On Wed, 30 Nov 2016, Borislav Petkov wrote:
> On Tue, Nov 29, 2016 at 02:59:01PM +0100, Thomas Gleixner wrote:
> > The issue is that you obvioulsy start with the assumption, that the machine
> > has this bug. As a consequence the machine is brute forced into tick
> > broadcast mode, which cannot be reverted when you clear that misfeature
> > after ACPI init. So in case of !NOHZ and !HIGHRES the periodic tick is
> > forced into broadcast mode, which is not what you want.
> > As far as I understood the whole magic, this C1E misfeature takes only
> > effect _after_ ACPI has been initialized. So instead of setting the bug in
> > early boot and therefor forcing the broadcast nonsense, we should only set
> > it when ACPI has actually detected it.

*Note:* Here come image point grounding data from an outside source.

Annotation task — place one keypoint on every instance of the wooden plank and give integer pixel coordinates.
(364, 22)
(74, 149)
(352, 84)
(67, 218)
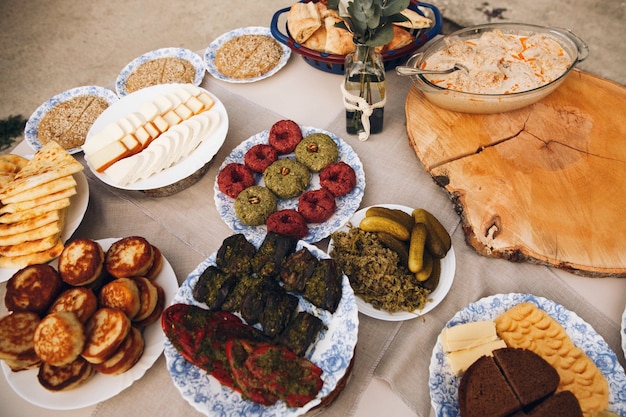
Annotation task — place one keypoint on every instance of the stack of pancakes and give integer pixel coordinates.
(85, 317)
(34, 198)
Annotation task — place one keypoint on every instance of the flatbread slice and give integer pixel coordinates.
(33, 258)
(21, 205)
(30, 247)
(29, 224)
(34, 212)
(45, 189)
(50, 163)
(46, 230)
(303, 20)
(17, 160)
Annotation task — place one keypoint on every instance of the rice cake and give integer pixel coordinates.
(248, 56)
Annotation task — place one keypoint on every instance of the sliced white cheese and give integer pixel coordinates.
(122, 171)
(460, 360)
(126, 124)
(183, 94)
(149, 110)
(163, 103)
(468, 335)
(110, 133)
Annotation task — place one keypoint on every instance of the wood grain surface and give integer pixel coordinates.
(546, 183)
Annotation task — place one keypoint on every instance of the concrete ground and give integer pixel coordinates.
(47, 47)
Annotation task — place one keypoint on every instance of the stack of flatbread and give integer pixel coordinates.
(313, 25)
(34, 200)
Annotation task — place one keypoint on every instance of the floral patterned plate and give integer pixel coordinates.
(209, 54)
(32, 125)
(347, 205)
(444, 385)
(333, 352)
(182, 53)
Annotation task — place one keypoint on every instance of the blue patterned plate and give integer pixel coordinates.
(347, 205)
(32, 125)
(182, 53)
(444, 385)
(209, 54)
(333, 352)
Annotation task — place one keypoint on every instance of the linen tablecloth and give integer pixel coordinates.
(187, 228)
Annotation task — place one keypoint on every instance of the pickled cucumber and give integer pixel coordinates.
(384, 224)
(427, 267)
(416, 247)
(438, 241)
(405, 219)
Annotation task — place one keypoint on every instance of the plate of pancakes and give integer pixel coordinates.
(100, 386)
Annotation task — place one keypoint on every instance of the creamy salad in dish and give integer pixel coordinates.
(499, 63)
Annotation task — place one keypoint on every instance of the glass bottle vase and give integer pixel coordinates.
(364, 91)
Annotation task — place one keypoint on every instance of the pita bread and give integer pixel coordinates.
(33, 258)
(17, 160)
(303, 20)
(30, 247)
(416, 20)
(45, 190)
(50, 163)
(29, 224)
(34, 212)
(35, 234)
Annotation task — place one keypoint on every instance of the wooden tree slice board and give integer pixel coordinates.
(546, 183)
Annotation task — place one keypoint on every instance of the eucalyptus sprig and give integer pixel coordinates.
(370, 21)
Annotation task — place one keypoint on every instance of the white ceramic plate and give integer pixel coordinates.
(209, 54)
(346, 205)
(75, 214)
(333, 352)
(185, 167)
(100, 387)
(448, 268)
(444, 385)
(182, 53)
(32, 125)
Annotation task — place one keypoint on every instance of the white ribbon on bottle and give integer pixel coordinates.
(356, 103)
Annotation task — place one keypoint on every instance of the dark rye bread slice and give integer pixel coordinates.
(484, 392)
(528, 374)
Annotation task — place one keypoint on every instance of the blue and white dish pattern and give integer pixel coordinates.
(182, 53)
(32, 125)
(347, 205)
(444, 385)
(333, 351)
(209, 54)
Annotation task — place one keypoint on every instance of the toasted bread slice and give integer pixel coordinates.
(33, 288)
(80, 300)
(131, 256)
(123, 294)
(17, 331)
(126, 355)
(81, 262)
(158, 309)
(106, 330)
(148, 296)
(59, 338)
(64, 378)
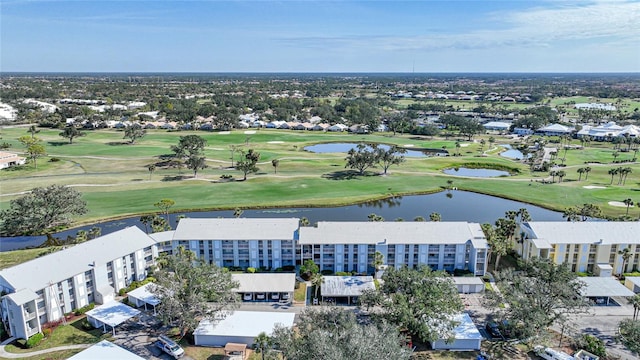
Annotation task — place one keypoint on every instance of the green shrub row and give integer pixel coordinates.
(84, 309)
(34, 340)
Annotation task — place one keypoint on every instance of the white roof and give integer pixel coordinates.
(113, 313)
(467, 329)
(162, 236)
(604, 287)
(633, 279)
(584, 232)
(467, 280)
(22, 296)
(38, 273)
(396, 232)
(284, 282)
(143, 293)
(346, 285)
(105, 350)
(236, 229)
(245, 324)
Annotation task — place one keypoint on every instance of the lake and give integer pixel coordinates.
(452, 206)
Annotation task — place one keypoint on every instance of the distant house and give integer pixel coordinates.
(497, 126)
(555, 130)
(337, 128)
(8, 160)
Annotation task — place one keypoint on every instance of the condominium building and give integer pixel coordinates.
(583, 245)
(351, 246)
(44, 289)
(241, 242)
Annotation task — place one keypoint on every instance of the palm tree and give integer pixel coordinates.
(628, 202)
(635, 301)
(612, 172)
(317, 280)
(626, 255)
(561, 174)
(262, 343)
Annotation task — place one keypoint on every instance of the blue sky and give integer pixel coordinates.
(320, 36)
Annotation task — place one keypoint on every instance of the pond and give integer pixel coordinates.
(511, 153)
(345, 147)
(462, 171)
(452, 206)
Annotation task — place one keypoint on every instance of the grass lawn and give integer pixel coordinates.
(69, 334)
(114, 179)
(11, 258)
(300, 294)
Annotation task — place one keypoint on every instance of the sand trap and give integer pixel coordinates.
(618, 204)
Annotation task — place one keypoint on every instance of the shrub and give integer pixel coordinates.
(84, 309)
(34, 340)
(592, 344)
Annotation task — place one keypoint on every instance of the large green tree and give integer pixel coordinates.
(191, 290)
(421, 300)
(247, 163)
(134, 132)
(362, 157)
(629, 331)
(336, 334)
(71, 132)
(537, 296)
(392, 156)
(41, 209)
(190, 150)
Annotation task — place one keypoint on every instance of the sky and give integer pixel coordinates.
(421, 36)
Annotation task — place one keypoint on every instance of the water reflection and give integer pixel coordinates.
(451, 205)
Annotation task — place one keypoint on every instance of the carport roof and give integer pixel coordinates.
(284, 282)
(113, 313)
(143, 293)
(245, 324)
(105, 350)
(604, 287)
(341, 286)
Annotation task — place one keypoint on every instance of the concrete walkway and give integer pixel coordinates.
(7, 355)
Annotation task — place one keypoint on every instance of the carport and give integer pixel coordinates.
(143, 297)
(112, 314)
(466, 336)
(349, 287)
(240, 327)
(603, 288)
(468, 284)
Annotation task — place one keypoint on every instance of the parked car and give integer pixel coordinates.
(493, 330)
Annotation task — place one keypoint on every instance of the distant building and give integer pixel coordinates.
(8, 160)
(584, 245)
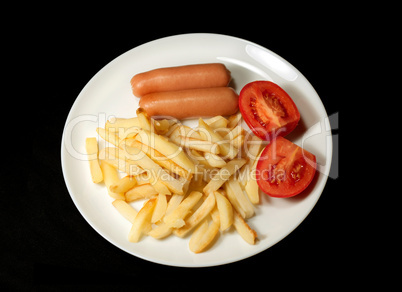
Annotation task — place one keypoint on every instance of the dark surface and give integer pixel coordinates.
(49, 243)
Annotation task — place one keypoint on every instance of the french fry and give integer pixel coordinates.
(157, 157)
(135, 156)
(237, 142)
(200, 145)
(248, 234)
(175, 219)
(233, 200)
(111, 156)
(91, 146)
(205, 208)
(161, 126)
(108, 136)
(151, 153)
(214, 160)
(251, 188)
(234, 120)
(217, 122)
(225, 211)
(233, 186)
(115, 124)
(207, 133)
(168, 149)
(163, 230)
(203, 236)
(223, 175)
(185, 131)
(145, 191)
(125, 209)
(110, 177)
(123, 185)
(160, 208)
(232, 134)
(142, 221)
(144, 121)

> Problem is, select_idle_routine() runs a lot earlier than acpi_init() so
> there's a window where we don't definitively know yet whether the box is
> actually going to enter C1E or not.
> [ I presume the reason why we have to do the proper detection after
> ACPI has been initialized is because the frickelware decides whether
> to do C1E entry or not and then sets those bits in the MSR (or not). ]
> If in that window we enter idle and we're on an affected machine and we
> *don't* switch to broadcast mode, we risk not waking up from C1E, i.e.,
> the main reason this fix was even done.
> So, if we "prematurely" switch to broadcast mode on the affected CPUs,
> we're ok, it will be detected properly later and we're in broadcast
> mode already.
Right, that's the safe bet. But I'm quite sure that the C1E crap only
starts to work _after_ ACPI initialization.
> Now, on those machines which are not affected and we clear
> X86_BUG_AMD_APIC_C1E because they don't enter C1E at all, I was thinking
> of maybe doing amd_e400_remove_cpu() and clearing that e400 mask and
> even freeing it so that they can do default_idle().
> But you're saying tick_broadcast_enter() is irreversible?
tick_force_broadcast() is irreversible